Het valt niet allemaal goed hier. Het dorpje Gatlinburg, het hotel, maar ook het eten bij Robert. Niks ernstigs allemaal, maar bijzonder onhandig als je een trail wilt van 8 mile wil gaan hiken en dat is nou juist wat we van plan zijn vandaag. Na een minimaal ontbijtje proberen we het toch, door in ieder geval bepakt, bezakt inclusief hiking poles op weg te gaan het national park Great Smokey Mountains. En naarmate we dichterbij onze stop komen lijkt het een en ander ook te stoppen bij Robert dus op de grens tussen de staten Tennessee en North Carolina bereiden we ons helemaal voor door de rugzakken om te doen, de trailrunners aan, voldoende water en proviand en voor de zekerheid toch ook maar een rolletje in de rugzak gestopt.

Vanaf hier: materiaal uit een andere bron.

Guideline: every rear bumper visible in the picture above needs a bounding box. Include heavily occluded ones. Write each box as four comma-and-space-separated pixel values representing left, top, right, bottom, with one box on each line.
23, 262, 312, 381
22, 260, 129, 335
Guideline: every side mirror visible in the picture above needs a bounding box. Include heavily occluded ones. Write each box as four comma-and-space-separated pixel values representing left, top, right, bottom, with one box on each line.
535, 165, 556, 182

Het weer is eigenlijk perfect en typerend voor dit national park. Gelukkig geen regen, maar wel heel vochtig want smoky staat in dit geval voor mistig en mistig is het. En zo beginnen we deze 8 mijl oftewel 12,8 kilometer lange trip naar Charles Bunion. Een trip die ons de eerste 2 mijl brengt over de legendarische Appalachian Trail. Een hike die begint in in het Noorden in Maine en na 3500 kilometer eindigt in de staat Georgia en alle 13 originele staten van de Verenigde Staten verbind. Een soort van Pieterpad, maar dan op z’n Amerikaans. Nu zijn wij geenszins van plan de 3500 km ooit te lopen, maar vinden het toch bijzonder dat we 3,2 kilometer nu kunnen afleggen. En we zijn ook op een andere manier onder de indruk, want al snel trekken we onze jasjes uit want het is behoorlijk klimmen. Om je een indruk te geven; in die 3.2 kilometer klimmen we ongeveer 360 meter. Dat is toch 40 meter meer dan de hoogste “berg” van Nederland.

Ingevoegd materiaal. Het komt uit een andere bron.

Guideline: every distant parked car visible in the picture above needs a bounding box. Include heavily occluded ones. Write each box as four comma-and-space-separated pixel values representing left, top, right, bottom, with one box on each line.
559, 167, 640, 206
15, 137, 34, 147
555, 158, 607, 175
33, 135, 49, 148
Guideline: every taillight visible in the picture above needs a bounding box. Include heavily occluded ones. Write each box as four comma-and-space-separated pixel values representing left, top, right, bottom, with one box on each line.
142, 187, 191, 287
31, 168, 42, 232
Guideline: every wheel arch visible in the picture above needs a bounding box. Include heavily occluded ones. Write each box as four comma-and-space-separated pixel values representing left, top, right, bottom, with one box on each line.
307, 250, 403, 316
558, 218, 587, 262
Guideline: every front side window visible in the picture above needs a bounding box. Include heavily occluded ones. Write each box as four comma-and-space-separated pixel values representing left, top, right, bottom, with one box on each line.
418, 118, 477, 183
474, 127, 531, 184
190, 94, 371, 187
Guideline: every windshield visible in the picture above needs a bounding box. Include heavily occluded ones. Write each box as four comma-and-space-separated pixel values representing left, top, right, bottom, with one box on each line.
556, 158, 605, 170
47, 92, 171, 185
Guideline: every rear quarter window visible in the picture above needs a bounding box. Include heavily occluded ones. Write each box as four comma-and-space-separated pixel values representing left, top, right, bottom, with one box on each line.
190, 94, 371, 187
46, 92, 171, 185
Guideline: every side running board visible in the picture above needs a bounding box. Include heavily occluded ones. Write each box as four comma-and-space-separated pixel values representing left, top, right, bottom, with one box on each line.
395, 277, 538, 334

En al is het mistig en kunnen we niet ver van ons afkijken, toch geeft het het maximale Great Smoky Mountains gevoel. Het is soms zelfs zo mistig dat het er allemaal wat spooky aanvoelt en verwachten we eigenlijk dat de spin Aragog van de Harry Potter reeks zo aankomt lopen. Wat natuurlijk onzin is, maar toch zijn we een beetje op onze hoede. Want we lopen toch in het gebied met de meeste bruine beren in de Verenigde Staten. Na een behoorlijk steile afdaling, die steiler was dan de net afgeronde klim en een nieuwe korte klim komen we uiteindelijk bij de rots formatie Charlies bunion. Genaamd naar een van de grondleggers van dit nationale park Charlie Conner, die vond dat de rotsformatie leek op zijn pijnlijke rode en ontstoken zwellingen aan de zijkant van zijn grote teen (in het engels bunion). Alhoewel niet zo smakelijk is deze rotsformatie toch één van de meest gefotografeerde rotsen uit dit gebied. Het is dan ook de meest populaire hike in het meest populaire nationale park van dit land. Dit komt niet door zijn opvallende schoonheid, maar vooral door de ligging dicht bij heel veel dichtbevolkte staten en steden.

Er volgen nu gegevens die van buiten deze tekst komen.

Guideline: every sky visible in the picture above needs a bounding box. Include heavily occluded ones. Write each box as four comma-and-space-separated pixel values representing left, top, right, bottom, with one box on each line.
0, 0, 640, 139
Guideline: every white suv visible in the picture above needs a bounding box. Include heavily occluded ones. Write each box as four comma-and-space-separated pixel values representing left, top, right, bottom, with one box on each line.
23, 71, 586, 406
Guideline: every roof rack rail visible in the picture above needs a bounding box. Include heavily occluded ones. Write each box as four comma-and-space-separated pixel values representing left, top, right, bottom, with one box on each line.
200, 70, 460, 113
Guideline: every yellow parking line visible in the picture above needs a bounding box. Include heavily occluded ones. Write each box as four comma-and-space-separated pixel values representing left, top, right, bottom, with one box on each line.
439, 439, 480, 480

Het mag dan de populairste hike zijn in the Great Smoky Mountains, wij hebben er niets van gemerkt. Want onderweg zijn we nauwelijks mensen tegengekomen behalve de twee jongens van begin twintig waarmee we toevallig tegelijkertijd aan de hike zijn begonnen. Maar bij de bunion treffen we toch een handvol mensen aan, die met z’n allen wachten op de zon die mist moet verdrijven. En dan kom je boven de berg toch weer Nederlanders tegen, waar we leuk meepraten en ervaringen uitwisselen over de diverse Amerika vakanties die we beide hebben gemaakt. En als het dan de zon ook lukt om de mist hier en daar te verdrijven en we de gelegenheid krijgen om de zo bekende plaatjes te maken van dit park kunnen we voldaan beginnen aan de terugreis. Maar nu in omgekeerde volgorde. En waar we eerst steill afdaalden moeten we nu toch fors klimmen en dan begint leeftijd toch mee te tellen, want Robert had daarvoor toch echt de hiking poles nodig waar ik soepel en handig al balancerend de glibberige rotsformaties weet te trotseren (hier leest u natuurlijk het voordeel die de schrijver van een verhaal zich kan toe eigenen 😃). Maar als we uiteindelijk na vier en halve uur tegelijkertijd terugkeren met eerdergenoemde twintig jarige jongens, dan zijn we beide natuurlijk trots op onszelf.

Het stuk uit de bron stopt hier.